16. The method of claim 1, wherein distributed acoustic sensing (DAS) systems comprising a fiber optic cable and interrogator are used at each seismic receiver.
17. The method of claim 1, wherein detecting the tremor event from the plurality of spectral representations comprises:
classifying time-windowed segments of the processed seismic data based at least in part on a computer vision or deep learning classifier trained on a catalog of real tremor events, synthetic tremor events, or both; and
identifying the subset of the processed seismic data based at least in part on a classifier prediction, wherein the subset of the processed seismic data is representative of the tremor event.

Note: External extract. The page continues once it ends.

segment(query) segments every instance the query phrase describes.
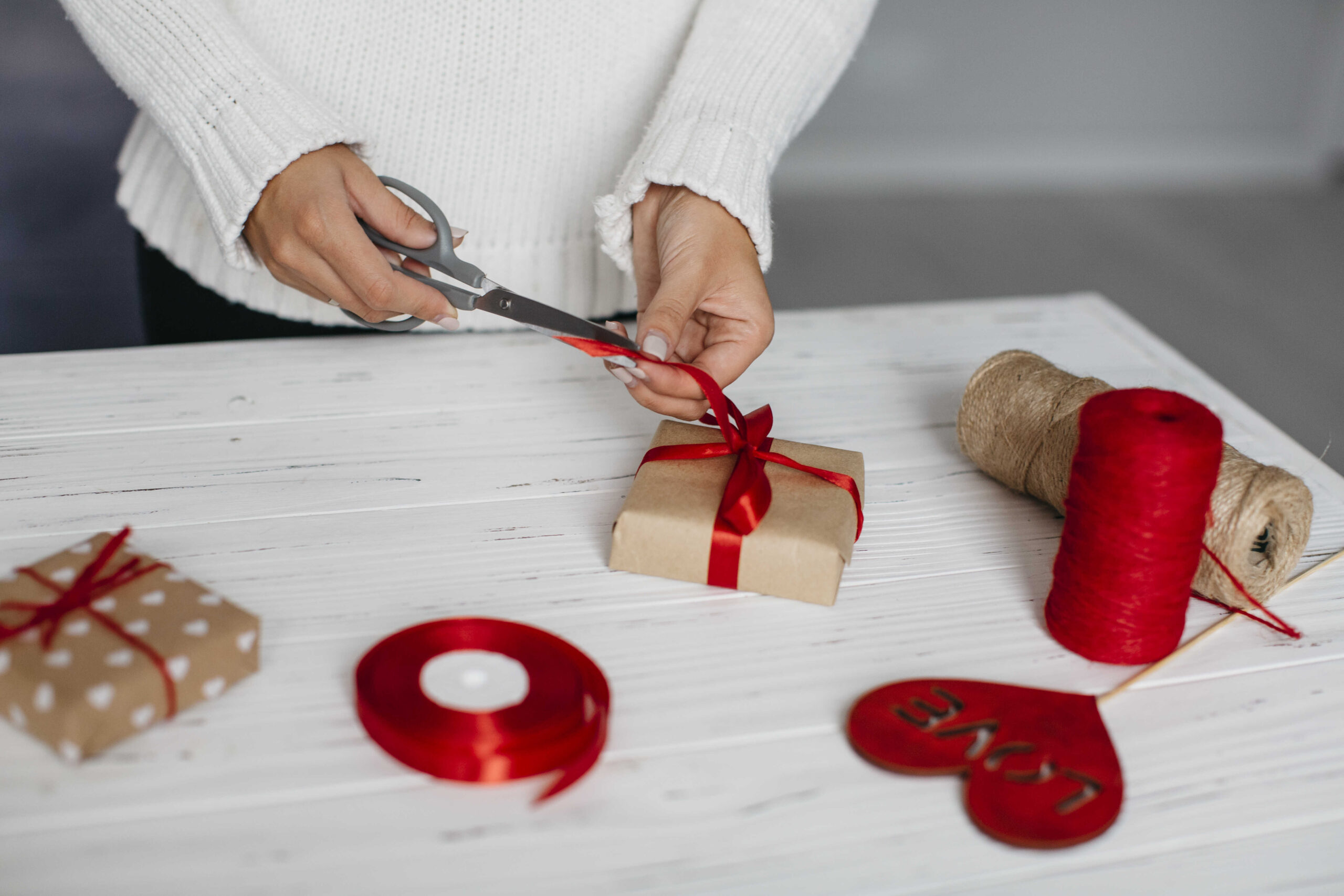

18. The method of claim 1, wherein identifying the subset of the processed seismic data representative of the tremor event is further based at least in part on the subset of the processed seismic data comprising a duration characteristic of the tremor event, a frequency characteristic of the tremor event, one or more spectral peaks characteristic of the tremor event, an absence of arrival times of one or more waves, or any combination thereof.
19. An apparatus for tremor characterization for geothermal reservoir imaging, comprising:
one or more memories storing processor-executable code; and
one or more processors coupled with the one or more memories and individually or collectively operable to execute the code to cause the apparatus to:
obtain raw seismic data from a plurality of seismic receivers distributed with reference to a geological zone;
detect a tremor event from the raw seismic data, wherein, to the detecting, the one or more processors are individually or collectively operable to execute the code to cause the apparatus to:
generate processed seismic data from the raw seismic data;
generate a plurality of spectral representations based at least in part on the raw seismic data or the processed seismic data;
identify a subset of the processed seismic data based at least in part on the plurality of spectral representations, wherein the subset of the processed seismic data is representative of the tremor event; and
output, after detecting the tremor event, one or more candidate locations representative of a source of the tremor event.
20. A non-transitory computer-readable medium storing code for tremor characterization for geothermal reservoir imaging, the code comprising instructions executable by one or more processors to:
obtain raw seismic data from a plurality of seismic receivers distributed with reference to a geological zone;
detect a tremor event from the raw seismic data, wherein the instructions to the detecting are executable to:
generate processed seismic data from the raw seismic data;
generate a plurality of spectral representations based at least in part on the raw seismic data or the processed seismic data;
identify a subset of the processed seismic data based at least in part on the plurality of spectral representations, wherein the subset of the processed seismic data is representative of the tremor event; and
output, after detecting the tremor event, one or more candidate locations representative of a source of the tremor event.